É o que o Sto. Padre Pio XII lembrava de maneira lapidar na sua encíclica sobre a Corpo Místico de Cristo:
«O que o nosso Divino Salvador começou outrora pendente da cruz, Ele
não cessa de o perfazer continuamente na celeste bem-aventurança… A nós é
dado cooperar com Cristo nesta obra salvífica; da parte de um só
(Senhor) e por mediação de um só (Senhor) somos salvos e salvamos» (ed.
«Lumen Christi» pág. 53).
Como se vê, Cristo, desejando atingir todos os homens de qualquer
época e lugar, tem por bem servir-se de colaboradores, cujos trabalhos,
fadigas e orações vêm a ser instrumentos de seus méritos redentores.
Conclusão
Em conclusão, o texto de Col 1,24 oferece :
1) uma teologia (visão teológica) do sofrimento.

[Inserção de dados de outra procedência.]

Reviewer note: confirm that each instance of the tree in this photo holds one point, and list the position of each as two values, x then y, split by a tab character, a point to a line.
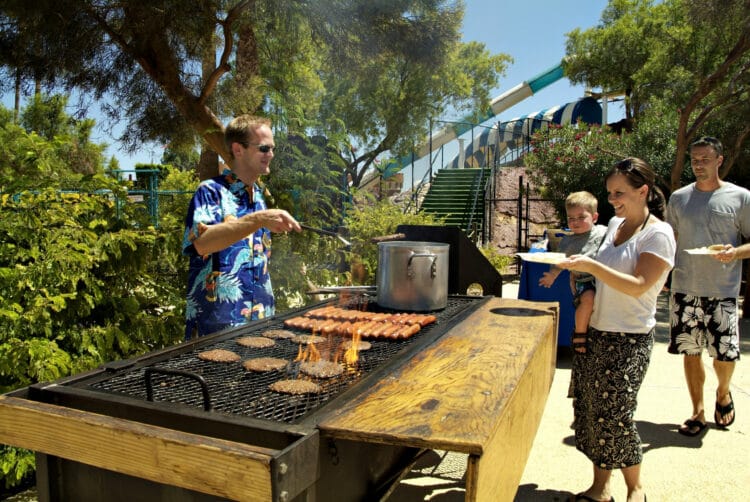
694	55
391	61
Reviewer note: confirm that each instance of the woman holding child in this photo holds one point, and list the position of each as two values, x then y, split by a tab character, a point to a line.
630	268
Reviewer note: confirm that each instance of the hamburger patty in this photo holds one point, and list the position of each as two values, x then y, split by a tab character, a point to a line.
309	339
264	364
256	342
219	356
361	345
295	387
279	334
321	369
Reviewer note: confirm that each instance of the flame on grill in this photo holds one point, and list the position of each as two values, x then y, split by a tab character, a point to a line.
351	356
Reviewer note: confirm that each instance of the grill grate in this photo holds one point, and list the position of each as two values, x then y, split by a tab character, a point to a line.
234	390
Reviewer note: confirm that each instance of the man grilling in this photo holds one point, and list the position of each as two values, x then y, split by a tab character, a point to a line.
228	235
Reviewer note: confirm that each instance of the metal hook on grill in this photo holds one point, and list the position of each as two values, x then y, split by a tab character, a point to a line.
186	374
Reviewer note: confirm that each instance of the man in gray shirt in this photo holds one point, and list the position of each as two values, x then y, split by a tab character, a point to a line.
709	218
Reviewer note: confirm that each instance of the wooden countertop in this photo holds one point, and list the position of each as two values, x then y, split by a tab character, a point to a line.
453	395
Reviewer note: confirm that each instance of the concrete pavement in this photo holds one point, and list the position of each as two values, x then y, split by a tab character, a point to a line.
710	467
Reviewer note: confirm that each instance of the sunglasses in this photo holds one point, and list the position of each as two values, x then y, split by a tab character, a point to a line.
261	148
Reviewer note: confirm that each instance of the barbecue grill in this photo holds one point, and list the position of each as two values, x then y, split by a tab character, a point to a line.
169	426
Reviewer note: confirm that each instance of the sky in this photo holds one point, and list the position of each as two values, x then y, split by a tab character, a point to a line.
532	32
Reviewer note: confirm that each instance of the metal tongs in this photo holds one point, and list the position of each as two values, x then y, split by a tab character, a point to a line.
326	232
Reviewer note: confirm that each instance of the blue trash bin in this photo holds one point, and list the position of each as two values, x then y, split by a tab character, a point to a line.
529	289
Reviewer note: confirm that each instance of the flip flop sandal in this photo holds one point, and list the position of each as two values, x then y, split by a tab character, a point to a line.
723	410
692	428
579	342
585	498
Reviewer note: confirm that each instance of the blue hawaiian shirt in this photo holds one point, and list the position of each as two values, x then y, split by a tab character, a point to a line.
232	286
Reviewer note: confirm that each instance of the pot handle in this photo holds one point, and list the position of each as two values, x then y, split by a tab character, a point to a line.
433	267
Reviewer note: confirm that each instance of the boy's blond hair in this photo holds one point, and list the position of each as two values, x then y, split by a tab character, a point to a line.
583	199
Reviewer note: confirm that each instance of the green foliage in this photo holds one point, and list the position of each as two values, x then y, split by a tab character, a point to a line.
79	285
16	465
499	261
84	277
688	58
572	158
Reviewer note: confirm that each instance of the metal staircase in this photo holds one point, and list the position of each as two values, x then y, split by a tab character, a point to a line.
457	196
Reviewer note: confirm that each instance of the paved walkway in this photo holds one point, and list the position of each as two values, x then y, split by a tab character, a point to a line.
710	467
707	468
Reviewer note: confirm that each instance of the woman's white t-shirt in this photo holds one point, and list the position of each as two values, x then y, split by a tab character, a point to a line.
615	310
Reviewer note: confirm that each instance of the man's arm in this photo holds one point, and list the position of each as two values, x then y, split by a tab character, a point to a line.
221	235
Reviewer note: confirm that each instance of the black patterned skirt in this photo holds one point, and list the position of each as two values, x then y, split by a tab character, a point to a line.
607	380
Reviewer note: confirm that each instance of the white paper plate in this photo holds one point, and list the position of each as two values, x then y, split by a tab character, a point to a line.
703	250
548	258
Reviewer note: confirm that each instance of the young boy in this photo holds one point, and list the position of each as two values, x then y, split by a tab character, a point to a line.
581	209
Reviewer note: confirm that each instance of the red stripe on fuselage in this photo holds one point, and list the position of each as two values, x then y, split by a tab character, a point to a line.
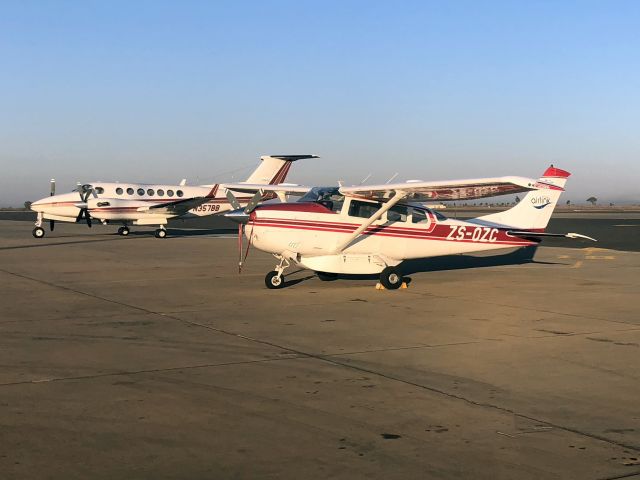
434	232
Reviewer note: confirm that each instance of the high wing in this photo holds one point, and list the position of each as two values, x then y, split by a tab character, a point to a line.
179	207
448	190
255	187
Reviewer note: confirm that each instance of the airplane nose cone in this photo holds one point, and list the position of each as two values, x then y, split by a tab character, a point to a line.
238	216
37	205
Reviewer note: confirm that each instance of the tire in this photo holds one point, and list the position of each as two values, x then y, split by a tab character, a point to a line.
273	281
327	276
391	278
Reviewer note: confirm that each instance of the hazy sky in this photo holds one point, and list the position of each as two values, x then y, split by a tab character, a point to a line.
156	91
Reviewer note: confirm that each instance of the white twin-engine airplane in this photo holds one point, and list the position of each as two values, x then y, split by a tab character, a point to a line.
143	204
372	229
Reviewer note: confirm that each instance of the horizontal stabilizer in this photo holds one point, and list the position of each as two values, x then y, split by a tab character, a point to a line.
293	158
522	233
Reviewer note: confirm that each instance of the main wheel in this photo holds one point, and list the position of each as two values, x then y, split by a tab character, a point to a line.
327	276
391	278
273	280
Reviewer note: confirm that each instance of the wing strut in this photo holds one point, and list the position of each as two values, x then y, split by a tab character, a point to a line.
397	196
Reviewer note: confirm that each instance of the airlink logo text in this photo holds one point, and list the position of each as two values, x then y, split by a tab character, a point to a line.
540	202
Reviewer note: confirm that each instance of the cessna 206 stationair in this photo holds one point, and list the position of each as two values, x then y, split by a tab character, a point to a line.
142	204
372	229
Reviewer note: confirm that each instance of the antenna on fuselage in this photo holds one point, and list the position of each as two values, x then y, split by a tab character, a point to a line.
365	179
392	177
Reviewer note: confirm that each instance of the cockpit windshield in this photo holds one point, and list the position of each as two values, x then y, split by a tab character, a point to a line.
330	197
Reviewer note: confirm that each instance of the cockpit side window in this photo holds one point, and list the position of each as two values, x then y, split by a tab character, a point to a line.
397	214
329	197
363	209
439	216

Sofrer, para o cristão,não é senão continuar o sofrimento de Cristo,
tendo em vista a finalidade redentora mesma da Paixão do Senhor. Em
outros termos: sofrer, para o cristão, é deixar que Cristo faça em seus
membros o que Ele primeiramente fez na Cabeça;
2) uma teologia (visão teológica) do trabalho. O
sofrimento que São Paulo tanto estimava, não era, em grande parte, senão
a luta ou tarefa cotidiana. Nada, nenhuma ocupação, parecia ao Apóstolo
destituída de rico alcance, pois, tudo que ele fazia, ele o fazia como
membro consagrado a Cristo. Consciência análoga deve animar todo e
qualquer cristão ao abraçar diariamente a sua lide aparentemente
insignificante: o trabalho do cristão que esteja na graça santificante,
pode vir a ser extensão da obra da Redenção aos setores mais alheios ao
santuário;
3) uma teologia (visão teológica) da comunhão dos santos.

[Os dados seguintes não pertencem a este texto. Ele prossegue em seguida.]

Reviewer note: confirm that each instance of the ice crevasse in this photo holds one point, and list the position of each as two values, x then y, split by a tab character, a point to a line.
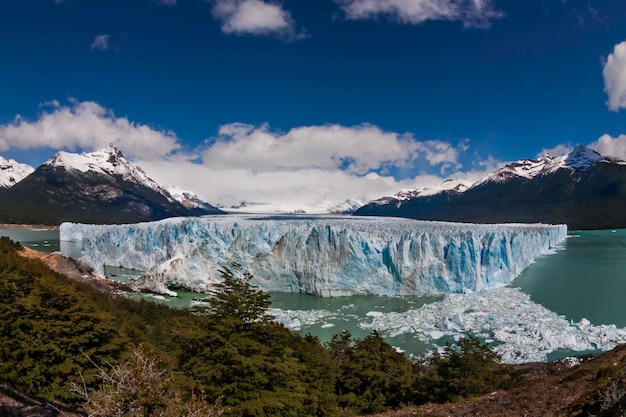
325	255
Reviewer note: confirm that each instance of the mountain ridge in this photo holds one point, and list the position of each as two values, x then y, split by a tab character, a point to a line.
96	187
582	189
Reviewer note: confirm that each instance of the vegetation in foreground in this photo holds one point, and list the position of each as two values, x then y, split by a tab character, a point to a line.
61	340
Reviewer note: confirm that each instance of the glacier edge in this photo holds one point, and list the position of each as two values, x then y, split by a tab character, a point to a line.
321	255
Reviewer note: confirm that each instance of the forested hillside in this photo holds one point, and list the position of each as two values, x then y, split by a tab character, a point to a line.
106	355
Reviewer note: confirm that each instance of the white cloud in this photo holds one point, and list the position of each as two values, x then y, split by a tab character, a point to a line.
615	77
357	149
472	13
306	165
254	17
86	125
303	188
100	43
610	146
301	168
558	150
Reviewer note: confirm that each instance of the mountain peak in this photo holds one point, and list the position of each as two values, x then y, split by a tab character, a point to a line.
12	172
582	157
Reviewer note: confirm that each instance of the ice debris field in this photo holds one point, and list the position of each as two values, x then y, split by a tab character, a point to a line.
325	255
520	330
342	256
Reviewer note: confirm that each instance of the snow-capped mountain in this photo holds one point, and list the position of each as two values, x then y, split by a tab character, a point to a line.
188	199
96	187
454	185
584	189
580	158
347	207
107	162
12	172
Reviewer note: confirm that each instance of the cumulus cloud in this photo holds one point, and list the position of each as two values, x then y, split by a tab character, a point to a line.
615	77
86	125
472	13
304	167
610	146
356	150
100	43
254	17
558	150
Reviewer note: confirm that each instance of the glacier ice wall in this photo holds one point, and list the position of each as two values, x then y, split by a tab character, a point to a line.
326	255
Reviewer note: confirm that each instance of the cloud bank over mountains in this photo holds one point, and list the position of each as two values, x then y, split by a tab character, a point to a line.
305	165
615	78
472	13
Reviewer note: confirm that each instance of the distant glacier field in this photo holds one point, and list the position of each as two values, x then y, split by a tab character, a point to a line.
568	301
319	255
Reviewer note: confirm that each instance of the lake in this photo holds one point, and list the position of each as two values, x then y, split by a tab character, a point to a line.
540	315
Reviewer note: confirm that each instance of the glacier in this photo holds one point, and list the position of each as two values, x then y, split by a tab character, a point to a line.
320	255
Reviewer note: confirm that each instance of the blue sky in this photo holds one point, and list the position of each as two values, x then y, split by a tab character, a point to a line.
300	101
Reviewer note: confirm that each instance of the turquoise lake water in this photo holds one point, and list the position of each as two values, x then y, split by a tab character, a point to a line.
585	277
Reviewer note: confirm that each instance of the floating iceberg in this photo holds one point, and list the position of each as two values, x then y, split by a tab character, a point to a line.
325	255
524	331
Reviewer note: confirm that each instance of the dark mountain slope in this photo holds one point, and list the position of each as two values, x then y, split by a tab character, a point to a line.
589	194
101	187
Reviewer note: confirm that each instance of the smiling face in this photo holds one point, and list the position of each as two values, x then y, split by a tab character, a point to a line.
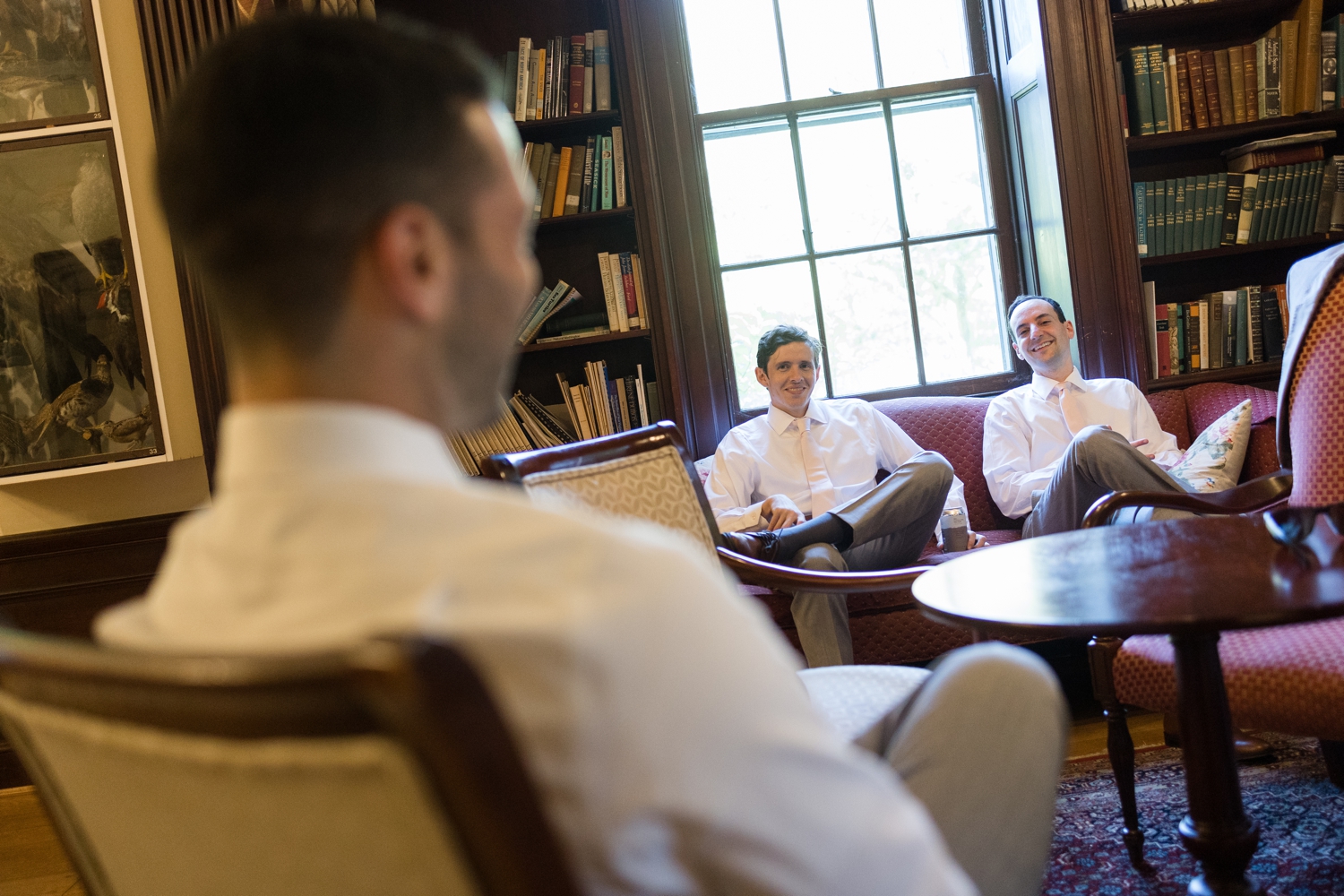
789	375
1042	339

O texto de Col 1,24 dá a ver que, independentemente da ação direta sobre as almas por meio de palavra ou de exemplo, a vida fiel do cristão
é utilíssima ao próximo. Que esta proposição reconforte principalmente
os que, impossibilitados de falar ou agir em público, se acham detidos num leito de dor, crucificados com Cristo!